Not Embracing a Semantic Layer is Embracing Failure
As much as LLMs have improved in quality over the years, getting them to consistently write accurate SQL remains an unsolved problem. The BIRD text to SQL benchmark, the most popular in the space, has shown constant improvement in the ability of LLMs to write accurate SQL queries over the past few years. However, accuracy has not grown to the point where a nontechnical data user can ask a question and reliably get a correct answer without intervention. If the maintainer of a dataset has provided enough context to reliably calculate these metrics (say, with a metrics layer), then the likelihood of a correct answer increases.
Tools like dbt have shifted data analytics over the past 10 years, formalizing the concept of transformations and adding rigor. However, too much reliance on dbt, especially for things like rollup tables, can make your analytics inflexible and less valuable. Maybe your monthly rollups are consistent with your weekly and daily rollups, but you lose the ability to aggregate on demand. There's a good chance you now have 3 files with distinct calculations of the same aggregate metrics or best case, have a complicated, brittle jinja setup to calculate the variations of the same table at different time grains. Don't even get me started if you want to join against another record set when doing exploratory data analysis, or if your analysis is even less structured and all queries are adhoc.
While they might initially seem overly complicated, semantic layers are just a mapping of the relationships between the tables in your warehouse and canonical definitions of the metrics that your organization relies on. It's even possible to programmatically generate a usable semantic model definition from warehouse query history by parsing the queries and applying statistics.
Each BI vendor seems to have their own semantic model format these days, each with their own special twist. Some let you maintain ultra-flexible graphs where you can combine metrics across tables without ever checking a join fan out. Others are tightly coupled with visualization layers and force One Big Table style data modeling instead of handling the nuances of joins. One of the core benefits is never having to redefine a calculation again.
Accessing the data from semantic layers has historically been a mixed bag. Obviously anything from a BI tool vendor is generally well supported in that tool. Recent semantic layer efforts have also exposed data in other forms: through REST or GraphQL APIs, through a Postgres wire protocol compatible server, or through SDKs. Another approach is to convert the semantic model definition to a format that can be read directly by each tool. This translation is possible with a number of BI tools, but becomes increasingly challenging when proprietary query languages are used to represent metric definitions.
Sidemantic is an ambitious metric layer from Sidequery that supports metric definitions in more than 15 formats. It supports incremental adoption so you can build on pre-existing semantic definitions that you have. You can mix and match definition formats and join between them: for example if you started switching from LookML to Malloy but are still in progress, those models are interoperable in Sidemantic. Sidemantic includes an experimental Postgres wire protocol server to use metrics in other tools, so you can more or less query metrics from your metrics layer as if it were plain SQL. Also included is a Python SDK & Jupyter widget to make exploring metrics a piece of cake.
That said, semantic layers are not always the perfect solution for analysis. It's challenging to capture all context in a premeditated way. You will inevitably end up writing queries outside the bounds of the semantic layer, and that's actually part of the workflow, a feature, not a bug.

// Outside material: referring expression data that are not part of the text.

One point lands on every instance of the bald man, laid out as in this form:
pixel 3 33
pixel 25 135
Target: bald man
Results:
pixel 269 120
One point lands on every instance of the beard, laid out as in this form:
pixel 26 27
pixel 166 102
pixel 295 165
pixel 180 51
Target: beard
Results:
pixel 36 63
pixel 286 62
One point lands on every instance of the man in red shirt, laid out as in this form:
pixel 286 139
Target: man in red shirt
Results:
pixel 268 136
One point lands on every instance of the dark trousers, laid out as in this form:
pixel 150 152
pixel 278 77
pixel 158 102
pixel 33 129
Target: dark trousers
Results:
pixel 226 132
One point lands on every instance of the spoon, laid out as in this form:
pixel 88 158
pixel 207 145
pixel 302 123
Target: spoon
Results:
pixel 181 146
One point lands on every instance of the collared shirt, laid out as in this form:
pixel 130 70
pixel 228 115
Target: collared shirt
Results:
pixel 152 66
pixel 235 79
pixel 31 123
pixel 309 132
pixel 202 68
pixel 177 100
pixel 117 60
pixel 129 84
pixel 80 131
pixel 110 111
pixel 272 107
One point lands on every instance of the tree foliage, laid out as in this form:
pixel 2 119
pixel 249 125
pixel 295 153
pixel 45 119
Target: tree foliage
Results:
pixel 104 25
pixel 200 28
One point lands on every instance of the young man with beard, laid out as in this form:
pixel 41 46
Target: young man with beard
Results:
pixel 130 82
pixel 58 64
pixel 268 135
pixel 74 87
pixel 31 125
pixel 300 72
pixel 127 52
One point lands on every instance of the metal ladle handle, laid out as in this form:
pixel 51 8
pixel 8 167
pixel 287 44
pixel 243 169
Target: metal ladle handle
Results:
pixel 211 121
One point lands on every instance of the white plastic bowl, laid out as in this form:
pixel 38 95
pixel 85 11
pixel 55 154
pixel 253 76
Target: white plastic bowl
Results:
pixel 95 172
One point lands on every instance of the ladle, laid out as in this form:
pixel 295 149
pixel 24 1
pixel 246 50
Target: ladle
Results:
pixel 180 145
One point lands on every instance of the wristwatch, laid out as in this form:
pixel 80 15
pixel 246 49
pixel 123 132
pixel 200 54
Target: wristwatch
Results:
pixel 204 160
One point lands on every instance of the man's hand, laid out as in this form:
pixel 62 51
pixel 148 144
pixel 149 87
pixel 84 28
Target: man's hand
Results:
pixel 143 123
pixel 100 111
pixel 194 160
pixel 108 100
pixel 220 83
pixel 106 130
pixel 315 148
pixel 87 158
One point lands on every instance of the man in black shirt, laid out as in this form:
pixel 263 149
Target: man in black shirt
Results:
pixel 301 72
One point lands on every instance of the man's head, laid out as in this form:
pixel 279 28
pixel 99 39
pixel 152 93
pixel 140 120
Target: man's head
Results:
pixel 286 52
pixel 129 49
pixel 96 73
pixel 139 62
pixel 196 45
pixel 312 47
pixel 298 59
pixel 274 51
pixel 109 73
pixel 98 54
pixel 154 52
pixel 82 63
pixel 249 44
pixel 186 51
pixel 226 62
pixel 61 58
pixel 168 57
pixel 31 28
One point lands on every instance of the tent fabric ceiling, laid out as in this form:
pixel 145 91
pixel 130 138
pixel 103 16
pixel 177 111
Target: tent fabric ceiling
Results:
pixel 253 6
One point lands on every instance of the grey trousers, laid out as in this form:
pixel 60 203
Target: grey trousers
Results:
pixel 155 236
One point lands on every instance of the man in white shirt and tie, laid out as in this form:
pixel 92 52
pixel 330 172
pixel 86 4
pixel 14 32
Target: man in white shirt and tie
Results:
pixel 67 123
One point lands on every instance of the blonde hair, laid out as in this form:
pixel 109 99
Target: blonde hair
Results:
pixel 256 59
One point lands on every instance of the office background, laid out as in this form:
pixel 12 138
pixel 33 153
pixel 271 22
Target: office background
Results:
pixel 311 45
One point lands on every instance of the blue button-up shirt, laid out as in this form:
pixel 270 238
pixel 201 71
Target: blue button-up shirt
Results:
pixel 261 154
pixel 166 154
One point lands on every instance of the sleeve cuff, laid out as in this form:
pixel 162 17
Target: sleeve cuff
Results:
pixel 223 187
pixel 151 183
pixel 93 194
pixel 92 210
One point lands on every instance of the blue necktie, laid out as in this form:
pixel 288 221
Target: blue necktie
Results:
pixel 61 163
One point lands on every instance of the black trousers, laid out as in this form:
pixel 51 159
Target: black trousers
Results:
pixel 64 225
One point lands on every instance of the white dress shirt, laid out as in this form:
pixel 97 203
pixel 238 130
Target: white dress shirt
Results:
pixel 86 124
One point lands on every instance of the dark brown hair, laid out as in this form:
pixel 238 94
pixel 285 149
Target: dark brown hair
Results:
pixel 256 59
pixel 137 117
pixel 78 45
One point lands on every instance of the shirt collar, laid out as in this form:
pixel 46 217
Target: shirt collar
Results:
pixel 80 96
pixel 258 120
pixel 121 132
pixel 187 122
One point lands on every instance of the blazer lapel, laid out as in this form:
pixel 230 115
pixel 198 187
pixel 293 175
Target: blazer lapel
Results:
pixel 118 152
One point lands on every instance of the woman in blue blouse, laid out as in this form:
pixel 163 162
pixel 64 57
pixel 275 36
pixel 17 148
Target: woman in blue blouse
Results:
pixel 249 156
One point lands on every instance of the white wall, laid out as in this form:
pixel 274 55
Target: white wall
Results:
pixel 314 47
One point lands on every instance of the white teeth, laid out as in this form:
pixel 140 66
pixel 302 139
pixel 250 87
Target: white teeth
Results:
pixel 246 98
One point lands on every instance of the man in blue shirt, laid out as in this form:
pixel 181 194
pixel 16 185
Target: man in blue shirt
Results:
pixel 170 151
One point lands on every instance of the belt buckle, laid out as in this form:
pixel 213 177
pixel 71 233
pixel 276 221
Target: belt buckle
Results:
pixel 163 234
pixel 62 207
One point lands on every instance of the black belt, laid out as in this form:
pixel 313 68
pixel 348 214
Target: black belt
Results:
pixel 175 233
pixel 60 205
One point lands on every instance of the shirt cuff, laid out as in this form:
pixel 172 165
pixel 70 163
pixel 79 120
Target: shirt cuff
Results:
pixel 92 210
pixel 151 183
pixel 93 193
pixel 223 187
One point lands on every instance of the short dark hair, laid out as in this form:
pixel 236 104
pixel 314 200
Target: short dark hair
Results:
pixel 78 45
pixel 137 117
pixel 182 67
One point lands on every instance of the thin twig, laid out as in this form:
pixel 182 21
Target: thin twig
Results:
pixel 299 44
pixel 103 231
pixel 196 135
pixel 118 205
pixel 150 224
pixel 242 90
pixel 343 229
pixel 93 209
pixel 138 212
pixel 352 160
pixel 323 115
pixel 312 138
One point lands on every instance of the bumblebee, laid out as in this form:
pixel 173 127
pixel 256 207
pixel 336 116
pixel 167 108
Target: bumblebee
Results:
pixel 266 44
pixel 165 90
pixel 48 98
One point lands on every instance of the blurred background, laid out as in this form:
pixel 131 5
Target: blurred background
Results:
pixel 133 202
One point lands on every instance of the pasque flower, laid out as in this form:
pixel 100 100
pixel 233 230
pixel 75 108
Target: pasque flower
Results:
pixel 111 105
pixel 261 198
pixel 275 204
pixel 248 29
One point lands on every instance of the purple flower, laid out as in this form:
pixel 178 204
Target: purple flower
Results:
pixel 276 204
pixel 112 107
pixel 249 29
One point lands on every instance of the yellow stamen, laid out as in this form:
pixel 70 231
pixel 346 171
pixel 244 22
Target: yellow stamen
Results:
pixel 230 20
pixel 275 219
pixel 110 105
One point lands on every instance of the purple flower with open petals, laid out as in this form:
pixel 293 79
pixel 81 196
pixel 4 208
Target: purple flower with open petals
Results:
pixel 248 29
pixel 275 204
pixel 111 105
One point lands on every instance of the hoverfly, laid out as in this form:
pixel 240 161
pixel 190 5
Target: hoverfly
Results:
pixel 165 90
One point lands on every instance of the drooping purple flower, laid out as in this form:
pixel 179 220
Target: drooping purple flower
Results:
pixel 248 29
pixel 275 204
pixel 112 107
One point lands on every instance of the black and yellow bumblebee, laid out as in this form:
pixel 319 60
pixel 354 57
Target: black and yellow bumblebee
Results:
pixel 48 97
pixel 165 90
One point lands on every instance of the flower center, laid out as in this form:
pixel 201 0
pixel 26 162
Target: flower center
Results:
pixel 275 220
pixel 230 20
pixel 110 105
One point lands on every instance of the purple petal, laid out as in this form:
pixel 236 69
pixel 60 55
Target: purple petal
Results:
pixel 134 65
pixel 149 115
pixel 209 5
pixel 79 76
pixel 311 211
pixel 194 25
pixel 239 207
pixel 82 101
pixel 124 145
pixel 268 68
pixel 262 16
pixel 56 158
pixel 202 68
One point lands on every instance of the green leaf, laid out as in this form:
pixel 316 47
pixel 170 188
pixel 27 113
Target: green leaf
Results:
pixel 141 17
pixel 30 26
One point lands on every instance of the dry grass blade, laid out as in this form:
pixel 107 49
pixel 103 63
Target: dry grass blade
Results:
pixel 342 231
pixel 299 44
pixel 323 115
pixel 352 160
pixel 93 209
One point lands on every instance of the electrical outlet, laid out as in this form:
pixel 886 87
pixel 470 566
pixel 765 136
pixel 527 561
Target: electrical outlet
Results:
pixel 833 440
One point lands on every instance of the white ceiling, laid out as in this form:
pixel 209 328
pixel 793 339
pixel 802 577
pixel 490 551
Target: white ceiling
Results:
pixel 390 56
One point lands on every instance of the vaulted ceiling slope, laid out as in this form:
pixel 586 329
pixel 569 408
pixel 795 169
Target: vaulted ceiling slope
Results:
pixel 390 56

You may eventually formalize that adhoc analysis into something that becomes an important metric. In fact, query history can be automatically monitored and new metrics automatically suggested based on query patterns.
You might push back: this sounds like a lot of work. But I'm not convinced humans are even going to be maintaining semantic layers so much as AI doing so. The best engineers are already letting AI write all their code; it's coming for analysis as well, so why not semantic layers too?